Le Monde diplomatique - mai 2013
par Olivier Zajec
Les ambitions de Pékin bousculent la donne spatiale et nucléaire
Combien de têtes nucléaires chinoises ? Dans un article informé qui a connu un certain retentissement, le général Viktor Iessine, ancien patron des forces nucléaires russes, évoque le chiffre de 1 600 à 1 800. De son côté, Gregory Kulacki, de l’Union of Concerned Scientists, s’emploie, sur la base d’un travail de recoupement très sérieux, à minimiser ces évaluations, préférant parler de « quelques centaines » de têtes (1). Le professeur Phillip Karber et ses étudiants, eux, avaient déduit homothétiquement un nombre de têtes à partir des kilomètres de « tunnels secrets » (lire « Les ambitions de Pékin bousculent la donne spatiale et nucléaire »). Critiquant ce mode de calcul, d’autres experts suggèrent de mettre en rapport la quantité de matière fissile détenue et les programmes futurs d’équipement de l’Armée populaire de libération (APL).
On estime que la Chine disposerait actuellement de 16 tonnes d’uranium enrichi de qualité militaire (2), et que son stock de plutonium militaire serait de 1,8 tonne. Il faut 4 kilos de plutonium et de 10 à 50 kilos d’uranium enrichi pour produire une arme nucléaire de dernière génération.
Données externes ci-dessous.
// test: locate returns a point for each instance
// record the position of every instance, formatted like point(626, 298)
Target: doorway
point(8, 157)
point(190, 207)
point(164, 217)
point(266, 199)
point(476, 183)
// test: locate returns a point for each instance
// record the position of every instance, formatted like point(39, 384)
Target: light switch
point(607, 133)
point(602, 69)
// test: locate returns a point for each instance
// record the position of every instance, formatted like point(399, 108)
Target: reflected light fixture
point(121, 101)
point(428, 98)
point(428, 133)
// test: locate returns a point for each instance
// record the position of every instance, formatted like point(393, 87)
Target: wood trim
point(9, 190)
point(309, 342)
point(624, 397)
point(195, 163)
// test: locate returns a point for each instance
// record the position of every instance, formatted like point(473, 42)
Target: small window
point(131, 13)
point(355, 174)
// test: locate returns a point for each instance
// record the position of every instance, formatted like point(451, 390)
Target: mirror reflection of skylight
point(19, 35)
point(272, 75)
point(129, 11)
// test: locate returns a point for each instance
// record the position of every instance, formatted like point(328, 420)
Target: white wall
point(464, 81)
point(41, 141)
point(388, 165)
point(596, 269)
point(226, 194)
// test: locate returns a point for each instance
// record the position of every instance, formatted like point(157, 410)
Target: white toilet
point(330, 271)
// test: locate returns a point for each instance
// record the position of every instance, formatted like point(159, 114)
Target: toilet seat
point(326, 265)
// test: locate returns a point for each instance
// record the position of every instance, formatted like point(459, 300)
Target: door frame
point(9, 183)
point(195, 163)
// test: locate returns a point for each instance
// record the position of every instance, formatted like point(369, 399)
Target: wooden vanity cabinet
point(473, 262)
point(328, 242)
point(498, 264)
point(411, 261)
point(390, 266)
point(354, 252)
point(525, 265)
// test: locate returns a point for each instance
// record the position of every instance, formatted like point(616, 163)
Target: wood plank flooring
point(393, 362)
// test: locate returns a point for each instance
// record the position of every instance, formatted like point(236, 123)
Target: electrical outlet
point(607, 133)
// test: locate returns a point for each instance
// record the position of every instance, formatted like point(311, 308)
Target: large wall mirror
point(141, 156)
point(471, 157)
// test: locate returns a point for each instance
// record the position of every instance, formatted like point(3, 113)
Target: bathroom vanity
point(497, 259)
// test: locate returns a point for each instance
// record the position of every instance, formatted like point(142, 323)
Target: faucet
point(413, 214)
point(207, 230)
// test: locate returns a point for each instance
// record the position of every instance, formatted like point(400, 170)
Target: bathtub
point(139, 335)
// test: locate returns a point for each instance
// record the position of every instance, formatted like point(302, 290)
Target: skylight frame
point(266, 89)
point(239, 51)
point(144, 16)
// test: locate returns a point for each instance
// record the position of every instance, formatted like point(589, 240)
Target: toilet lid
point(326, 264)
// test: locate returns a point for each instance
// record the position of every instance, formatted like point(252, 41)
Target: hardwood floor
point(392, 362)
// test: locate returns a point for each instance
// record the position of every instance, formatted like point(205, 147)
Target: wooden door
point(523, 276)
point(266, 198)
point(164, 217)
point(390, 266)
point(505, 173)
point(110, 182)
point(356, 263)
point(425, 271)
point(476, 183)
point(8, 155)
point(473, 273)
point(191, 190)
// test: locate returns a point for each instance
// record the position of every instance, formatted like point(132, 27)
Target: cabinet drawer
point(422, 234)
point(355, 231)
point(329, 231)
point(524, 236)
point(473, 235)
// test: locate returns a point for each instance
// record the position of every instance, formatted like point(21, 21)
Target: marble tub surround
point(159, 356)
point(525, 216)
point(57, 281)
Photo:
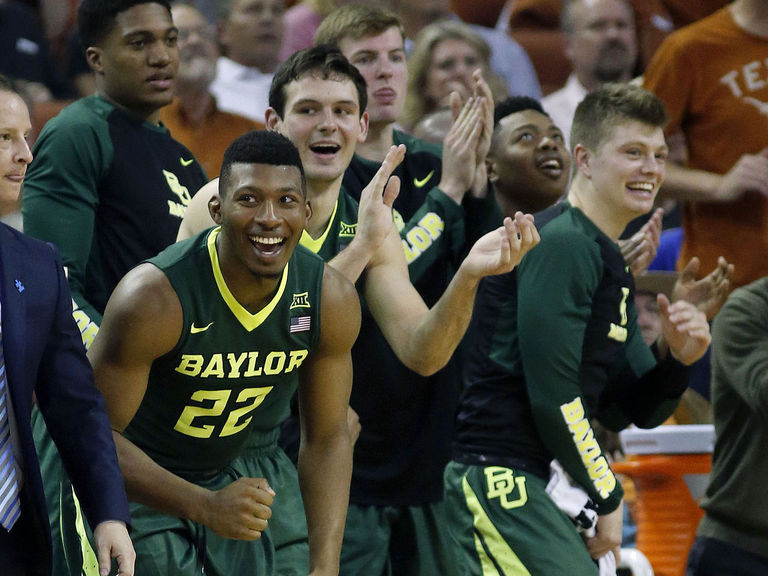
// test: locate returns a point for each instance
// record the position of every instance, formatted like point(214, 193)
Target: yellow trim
point(497, 546)
point(248, 320)
point(314, 244)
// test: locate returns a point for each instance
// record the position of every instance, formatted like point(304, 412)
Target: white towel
point(578, 506)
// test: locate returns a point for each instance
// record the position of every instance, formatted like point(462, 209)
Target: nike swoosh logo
point(420, 183)
point(194, 329)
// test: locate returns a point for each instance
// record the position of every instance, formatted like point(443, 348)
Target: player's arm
point(143, 321)
point(197, 217)
point(60, 195)
point(325, 455)
point(424, 339)
point(374, 218)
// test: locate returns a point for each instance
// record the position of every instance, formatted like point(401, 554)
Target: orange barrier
point(665, 511)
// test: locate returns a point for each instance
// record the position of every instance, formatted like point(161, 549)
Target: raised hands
point(640, 249)
point(500, 250)
point(374, 216)
point(708, 294)
point(684, 330)
point(467, 143)
point(241, 509)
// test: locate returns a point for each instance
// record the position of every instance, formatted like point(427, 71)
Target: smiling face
point(528, 161)
point(603, 45)
point(381, 61)
point(15, 156)
point(253, 33)
point(262, 214)
point(627, 169)
point(322, 119)
point(453, 62)
point(136, 63)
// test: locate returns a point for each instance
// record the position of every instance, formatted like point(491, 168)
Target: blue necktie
point(9, 484)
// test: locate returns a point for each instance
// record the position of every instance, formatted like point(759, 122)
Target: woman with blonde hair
point(442, 60)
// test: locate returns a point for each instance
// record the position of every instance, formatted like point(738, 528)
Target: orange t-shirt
point(209, 140)
point(713, 77)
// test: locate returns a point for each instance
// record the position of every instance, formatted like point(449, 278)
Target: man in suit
point(43, 360)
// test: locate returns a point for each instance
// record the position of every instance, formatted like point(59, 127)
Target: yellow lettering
point(433, 224)
point(419, 238)
point(184, 423)
point(274, 363)
point(297, 357)
point(257, 394)
point(234, 364)
point(573, 411)
point(410, 253)
point(190, 364)
point(252, 370)
point(215, 367)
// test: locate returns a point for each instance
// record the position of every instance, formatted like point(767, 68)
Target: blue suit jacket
point(44, 354)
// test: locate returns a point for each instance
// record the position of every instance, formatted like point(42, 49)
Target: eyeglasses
point(206, 33)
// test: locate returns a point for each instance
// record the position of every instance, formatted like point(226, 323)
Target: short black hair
point(260, 147)
point(323, 61)
point(514, 104)
point(96, 18)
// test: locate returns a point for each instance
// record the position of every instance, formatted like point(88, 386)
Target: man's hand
point(684, 329)
point(749, 174)
point(460, 148)
point(240, 510)
point(608, 536)
point(483, 93)
point(640, 249)
point(500, 250)
point(376, 200)
point(708, 294)
point(112, 541)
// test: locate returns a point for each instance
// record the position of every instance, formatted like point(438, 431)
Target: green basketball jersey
point(340, 231)
point(232, 372)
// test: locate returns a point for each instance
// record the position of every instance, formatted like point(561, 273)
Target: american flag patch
point(300, 323)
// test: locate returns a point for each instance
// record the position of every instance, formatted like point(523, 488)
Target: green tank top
point(340, 231)
point(232, 373)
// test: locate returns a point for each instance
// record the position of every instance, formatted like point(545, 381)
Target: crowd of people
point(334, 288)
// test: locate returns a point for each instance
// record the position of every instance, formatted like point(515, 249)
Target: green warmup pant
point(288, 524)
point(503, 523)
point(397, 541)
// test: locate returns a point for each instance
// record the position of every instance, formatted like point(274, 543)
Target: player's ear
point(582, 158)
point(214, 208)
point(93, 55)
point(273, 121)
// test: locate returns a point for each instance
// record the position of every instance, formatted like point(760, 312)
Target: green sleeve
point(557, 282)
point(61, 197)
point(437, 227)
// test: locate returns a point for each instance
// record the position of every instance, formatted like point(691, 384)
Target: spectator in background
point(732, 537)
point(193, 117)
point(601, 46)
point(108, 187)
point(443, 59)
point(44, 363)
point(250, 33)
point(25, 55)
point(715, 94)
point(508, 59)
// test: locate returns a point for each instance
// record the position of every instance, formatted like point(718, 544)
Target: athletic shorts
point(288, 525)
point(503, 522)
point(399, 541)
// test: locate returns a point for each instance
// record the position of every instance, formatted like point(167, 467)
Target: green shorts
point(288, 525)
point(399, 541)
point(504, 523)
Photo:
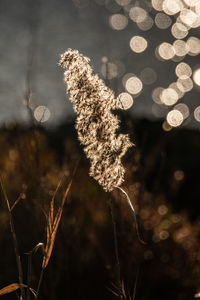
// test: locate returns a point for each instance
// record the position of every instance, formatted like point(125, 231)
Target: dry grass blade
point(16, 201)
point(53, 224)
point(11, 288)
point(16, 248)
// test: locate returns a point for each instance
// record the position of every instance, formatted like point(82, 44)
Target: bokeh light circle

Pékin a donc de quoi produire entre 450 et 600 têtes nucléaires, au moins.
Si l’on étudie à présent le programme nucléaire ambitieux affiché par l’APL, ce chiffre peut paraître insuffisant. L’état-major prévoit en effet de « mirver » ses missiles DF-5B, c’est-à-dire de remplacer leur tête unique par des têtes multiples. Il a l’intention de donner un successeur au missile intercontinental DF-31A en mirvant un nouvel ICBM « mobile », le DF-41, entré en phase de test en juillet 2012 (3). Devrait également entrer en service le missile nucléaire Julang-2, de 7 500 à 8 000 kilomètres de portée, lancé depuis les nouveaux sous-marins de la classe Jin basés à Sanya (île de Hainan) et pouvant disposer au minimum de douze tubes de lancement chacun. Les armes nucléaires tactiques, inspirées des Russes, continuent d’être produites (DF-11, DF-15) ; les armes de la composante aéroportée sont toujours développées. Enfin, les charges des têtes nucléaires de l’ensemble de ces vecteurs doivent être constamment renouvelées (4).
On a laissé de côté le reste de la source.